If a tree falls in the forest and no one is there, does it still make a sound? In the same vein, if you buy new clothes but are stuck indoors with no one to show them off to, is there really any point in buying them at all? Seemingly not, if a new report on the current e-commerce landscape is to be believed. Analytics powerhouse Stackline has reviewed e-commerce sales across the U.S. and compiled a list of the Top 100 Gaining and Top 100 Declining categories in March.

As one would imagine, the coronavirus pandemic means the results are starkly different from the same time last year. Yes, not only are we thirsty for face masks and dried pasta, but for home fitness products, office supplies, and no doubt owed to the twee legacy of The Great British Bake Off  bread machines. Unsurprisingly, there was also a surge in demand for disposable gloves, hand sanitizer, and cold medicine. Oh, and then there’s ping pong.

In the image below you can see the Fastest Growing and Fastest declining categories in E-commerce. Which kinda gives us an example of what is going on with the Fashion industry. It’s only logical that people are not really focusing on their appearance at the moment. Well since they don’t really appear anywhere but to the Supermarket and Home.

As we funnel money into leveling up our lockdown forts, apparel has been put on the back burner. Wedding season has been canceled or delayed, which means the formalwear category including bridal and men’s suiting has taken a battering.

There’s been a slump in demand for men’s outerwear and swimwear, too, while lockdown and travel bans mean luggage and suitcases have been hit hardest. But hey, if there’s a silver lining, then perhaps you might soon be able to cop a RIMOWA or SAMSONITE Cabin Case for the low. Maybe even get a discounted pair of designer sunglasses to go with it, too.

The data is hardly surprising consumer shopping behavior has simply shifted to meet the needs of more time spent at home (if there’s one big shock, it’s that toilet paper, that great precious resource of our time, failed to crack the top 10).

Stackline CEO, Michael Lagoni, who confirmed that his company collects sales data from “large online retailers like Amazon and Walmart” across 400 million products every day.
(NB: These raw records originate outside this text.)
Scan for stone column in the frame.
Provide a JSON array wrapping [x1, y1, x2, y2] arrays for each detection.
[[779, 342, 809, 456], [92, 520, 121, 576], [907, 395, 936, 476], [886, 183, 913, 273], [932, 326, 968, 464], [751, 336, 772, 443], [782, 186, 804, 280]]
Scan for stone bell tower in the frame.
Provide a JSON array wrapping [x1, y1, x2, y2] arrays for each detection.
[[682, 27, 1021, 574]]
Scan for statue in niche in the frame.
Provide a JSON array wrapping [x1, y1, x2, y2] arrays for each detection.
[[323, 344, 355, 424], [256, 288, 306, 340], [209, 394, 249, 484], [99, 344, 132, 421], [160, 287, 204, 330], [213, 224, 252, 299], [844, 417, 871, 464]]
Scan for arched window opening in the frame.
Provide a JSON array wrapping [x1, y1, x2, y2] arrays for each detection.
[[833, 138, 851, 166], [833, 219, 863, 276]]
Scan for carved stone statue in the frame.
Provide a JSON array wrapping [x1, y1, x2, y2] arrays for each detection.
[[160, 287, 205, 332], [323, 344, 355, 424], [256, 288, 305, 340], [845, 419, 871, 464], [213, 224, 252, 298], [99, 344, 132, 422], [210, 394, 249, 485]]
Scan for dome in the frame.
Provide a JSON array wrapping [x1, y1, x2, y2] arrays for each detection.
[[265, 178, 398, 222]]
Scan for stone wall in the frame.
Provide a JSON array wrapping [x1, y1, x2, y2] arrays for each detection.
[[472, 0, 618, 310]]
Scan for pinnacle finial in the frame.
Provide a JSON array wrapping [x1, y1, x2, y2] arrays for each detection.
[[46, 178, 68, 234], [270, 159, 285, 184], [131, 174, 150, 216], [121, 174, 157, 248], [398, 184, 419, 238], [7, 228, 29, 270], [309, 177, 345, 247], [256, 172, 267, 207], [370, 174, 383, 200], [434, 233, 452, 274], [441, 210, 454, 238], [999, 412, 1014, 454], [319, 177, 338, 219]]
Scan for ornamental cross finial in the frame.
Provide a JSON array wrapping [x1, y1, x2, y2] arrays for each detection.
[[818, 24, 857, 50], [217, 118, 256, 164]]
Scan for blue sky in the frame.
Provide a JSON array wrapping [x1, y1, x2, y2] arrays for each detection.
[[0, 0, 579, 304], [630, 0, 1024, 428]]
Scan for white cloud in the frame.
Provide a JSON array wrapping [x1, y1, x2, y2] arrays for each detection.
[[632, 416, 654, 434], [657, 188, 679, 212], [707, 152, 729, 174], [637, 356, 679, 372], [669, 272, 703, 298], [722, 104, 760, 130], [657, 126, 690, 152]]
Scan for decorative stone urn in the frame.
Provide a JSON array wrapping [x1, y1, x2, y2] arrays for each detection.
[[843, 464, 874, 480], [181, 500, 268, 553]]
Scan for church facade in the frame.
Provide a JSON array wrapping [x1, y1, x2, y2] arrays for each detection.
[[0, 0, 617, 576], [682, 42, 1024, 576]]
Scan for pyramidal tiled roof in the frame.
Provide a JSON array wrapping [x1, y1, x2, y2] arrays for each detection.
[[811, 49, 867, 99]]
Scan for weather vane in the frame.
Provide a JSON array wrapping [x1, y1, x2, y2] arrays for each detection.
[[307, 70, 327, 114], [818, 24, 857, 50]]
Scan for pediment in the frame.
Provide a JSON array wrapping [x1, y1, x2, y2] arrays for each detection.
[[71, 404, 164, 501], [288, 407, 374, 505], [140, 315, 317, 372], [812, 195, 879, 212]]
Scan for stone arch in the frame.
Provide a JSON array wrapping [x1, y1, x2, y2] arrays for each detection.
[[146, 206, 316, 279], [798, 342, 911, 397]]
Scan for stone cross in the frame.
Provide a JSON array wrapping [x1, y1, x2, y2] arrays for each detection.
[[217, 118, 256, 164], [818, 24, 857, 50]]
Whether that includes sportswear powerhouses like Nike and adidas is unknown. Regardless, such figures should always be taken with a pinch of salt.

I‘m confident that all will pass soon and we will be back to shopping like we did before this Virus situation. Or will we? Perhaps it’s time we look at the world from a different perspective? Maybe spend less? Consume less? Even give more. I am backing the flip side to be honest. Hoping for a more humble approach from society. Appreciating what we have more than we appreciate what we don’t have. Don’t you think?